L'épuisette est de rigueur bien qu'on prenne rarement, à cette pêche, des chevesnes atteignant ou dépassant le kilo.

Ceci dit, arrivons, au bord de l'eau. Nous sommes devant un beau courant, bien régulier, pas trop profond. Je vais pêcher en descendant, hérésie pour certains ! Je lance en retenant, ce qui fait que ma mouche tombe à deux ou trois mètres avant son point de chute normal. J'incline vivement l'extrémité du scion sur l'eau et ma mouche, descendant le courant, se présente seule, naturellement, et avant le fil, à l'appétit des chevesnes. On peut pêcher de cette façon en travers, mais sans sillage aucun. Le sillage, si minime soit-il, est une cause majeure d'insuccès. On peut aussi lancer en remontant, mais, dans ce cas, on ne peut espérer prendre, 9 fois sur 10, que des poissons évoluant en amont du point de chute de la mouche ou sur le côté. L'arrivée du bas de ligne, même très fin, l'ombre de la soie suffisent à faire fuir ceux qui se trouvent en aval. Là-bas, sur l'autre rive, à l'ombre d'un vergne, dans 10 centimètres d'eau, la mouche se pose délicatement. Waouf ! Par chance, j'accroche une belle truite qui se défend assez mollement. Dans le courant, je prends une dizaine de chevesnes de 100 à 400 grammes. Mais le coup devient mauvais ; trop de bruit, trop de mouvements. Je reviendrai dans une demi-heure. Je descends jusqu'à la plaine. J'entre dans l'eau, je me campe au milieu de la rivière ; j'attends que les ondulations nées de ma marche se soient calmées. Je vais pouvoir lancer en avant, en arrière, à gauche, à droite. J'ai vu à la surface, dans l'eau tiède, de beaux poissons en groupes nonchalants. Plusieurs atteignent le kilogramme. Je lance. La mouche se pose, toc ! un petit rond, pas de sillage surtout ! Je ne bouge plus. Ma soie bien graissée s'étale, rectiligne. Un remous à fleur d'eau ! On vient voir, on vient s'enquérir, on vient flairer. Non, ça ne convient pas ! Attendons cinq secondes. Si l’on s'est ravisé. On gobe lentement, puissamment. Il faut en ouvrir un bec pour avaler un insecte si rond, si dodu ! Ferrage ! Alerte, on est piqué ! On file en s'enfonçant ! Attention ! c'est un gros. Donnons du fil.
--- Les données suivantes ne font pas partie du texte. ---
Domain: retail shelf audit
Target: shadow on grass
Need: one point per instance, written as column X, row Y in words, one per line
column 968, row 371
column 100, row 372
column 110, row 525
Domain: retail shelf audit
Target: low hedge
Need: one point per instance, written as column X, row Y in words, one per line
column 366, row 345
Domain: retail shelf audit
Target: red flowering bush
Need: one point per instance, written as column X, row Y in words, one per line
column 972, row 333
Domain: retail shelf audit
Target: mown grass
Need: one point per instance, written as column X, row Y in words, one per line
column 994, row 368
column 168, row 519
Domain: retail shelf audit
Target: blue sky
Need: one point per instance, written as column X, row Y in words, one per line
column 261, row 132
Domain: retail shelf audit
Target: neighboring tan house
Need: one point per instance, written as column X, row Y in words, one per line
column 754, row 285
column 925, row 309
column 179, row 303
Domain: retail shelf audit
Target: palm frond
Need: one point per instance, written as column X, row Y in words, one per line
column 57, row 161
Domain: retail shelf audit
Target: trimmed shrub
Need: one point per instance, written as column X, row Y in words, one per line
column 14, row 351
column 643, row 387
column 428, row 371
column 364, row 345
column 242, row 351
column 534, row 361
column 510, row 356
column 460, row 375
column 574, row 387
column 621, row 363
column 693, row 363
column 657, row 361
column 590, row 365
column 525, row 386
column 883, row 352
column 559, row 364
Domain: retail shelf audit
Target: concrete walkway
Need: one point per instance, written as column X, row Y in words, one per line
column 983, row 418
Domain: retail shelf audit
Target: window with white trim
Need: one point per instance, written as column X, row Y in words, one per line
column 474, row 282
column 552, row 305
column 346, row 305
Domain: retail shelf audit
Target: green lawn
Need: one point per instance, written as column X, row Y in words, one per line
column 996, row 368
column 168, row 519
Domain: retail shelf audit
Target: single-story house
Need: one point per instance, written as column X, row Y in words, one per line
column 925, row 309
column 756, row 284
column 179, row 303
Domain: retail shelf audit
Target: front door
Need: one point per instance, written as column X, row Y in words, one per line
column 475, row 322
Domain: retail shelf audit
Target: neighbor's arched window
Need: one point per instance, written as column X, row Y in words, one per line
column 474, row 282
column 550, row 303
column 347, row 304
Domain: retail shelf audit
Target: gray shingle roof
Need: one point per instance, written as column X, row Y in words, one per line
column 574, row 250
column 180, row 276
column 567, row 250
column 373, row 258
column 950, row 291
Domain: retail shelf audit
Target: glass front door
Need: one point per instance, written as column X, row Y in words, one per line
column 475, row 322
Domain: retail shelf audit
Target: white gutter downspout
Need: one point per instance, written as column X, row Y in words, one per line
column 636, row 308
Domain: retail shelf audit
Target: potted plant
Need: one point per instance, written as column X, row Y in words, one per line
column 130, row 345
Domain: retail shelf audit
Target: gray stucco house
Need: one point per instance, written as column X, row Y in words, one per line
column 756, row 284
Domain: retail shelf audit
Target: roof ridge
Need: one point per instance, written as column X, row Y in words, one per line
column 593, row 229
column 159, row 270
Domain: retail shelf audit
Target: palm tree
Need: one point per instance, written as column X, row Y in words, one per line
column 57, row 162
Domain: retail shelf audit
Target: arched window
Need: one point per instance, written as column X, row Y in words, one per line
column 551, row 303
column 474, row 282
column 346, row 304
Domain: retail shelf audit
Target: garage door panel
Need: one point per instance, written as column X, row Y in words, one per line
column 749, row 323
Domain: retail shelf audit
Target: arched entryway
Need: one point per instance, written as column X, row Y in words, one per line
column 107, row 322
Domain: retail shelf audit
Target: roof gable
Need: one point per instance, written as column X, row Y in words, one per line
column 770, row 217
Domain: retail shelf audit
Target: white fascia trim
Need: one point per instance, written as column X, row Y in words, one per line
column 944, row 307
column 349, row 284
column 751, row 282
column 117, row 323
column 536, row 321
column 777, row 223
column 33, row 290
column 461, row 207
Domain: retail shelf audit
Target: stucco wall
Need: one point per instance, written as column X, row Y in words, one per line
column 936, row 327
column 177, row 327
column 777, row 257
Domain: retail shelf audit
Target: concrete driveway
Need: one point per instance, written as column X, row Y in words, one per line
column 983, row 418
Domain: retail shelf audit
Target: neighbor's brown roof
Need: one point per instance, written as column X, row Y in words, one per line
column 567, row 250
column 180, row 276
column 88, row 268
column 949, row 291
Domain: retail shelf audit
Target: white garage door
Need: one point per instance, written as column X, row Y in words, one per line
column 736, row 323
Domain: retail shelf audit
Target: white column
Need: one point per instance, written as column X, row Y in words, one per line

 Ramenons doucement. Il ne se décrochera pas. La gueule du chevesne, cartilagineuse en diable, est beaucoup plus solide que celle de la truite. L'émotion est moins forte. Épuisette effarouchant les compagnons qui, étonnés, ont suivi le captif. Bête de 700 grammes environ, panier, cigarette ..., on l'a bien. Gagnée !

Le temps est calme, chaud, presque orageux. Quelques nuages viennent parfois cacher le soleil. Vite, profitons-en pour envoyer la mouche en dehors des ombres naturelles, là où tout à l'heure nous voyions si bien le fond ! Gobages ! Ferrages ! et cela continue jusqu'à ce que le panier soit plein.

Par temps clair et vent d'est, la pêche est médiocre, mais si nous avons la chance de tomber, par temps couvert, sur une éclosion de fourmis volantes, quel feu d'artifice ! Alors le panier est lourd à l'épaule. II faut rentrer. Plus de place où « les » loger. Gardons ce gros pour mettre au four et allons faire la distribution aux voisins.

Pêche éminemment productive. En août 1939, j'en ai pris 14 livres sans bouger de place, pour ainsi dire. L'an dernier, j'ai débarrassé la Truyère de 152 livres de ses poissons blancs en quatre-vingt-dix heures environ. Je dis bien débarrassé, car le chevesne est un hôte somme toute indésirable dans une belle rivière à truites.

Pêche qui me permit, dans la Loire, après le concours du Puy, où je me classai lamentablement, de me réhabiliter aux yeux de mes amis.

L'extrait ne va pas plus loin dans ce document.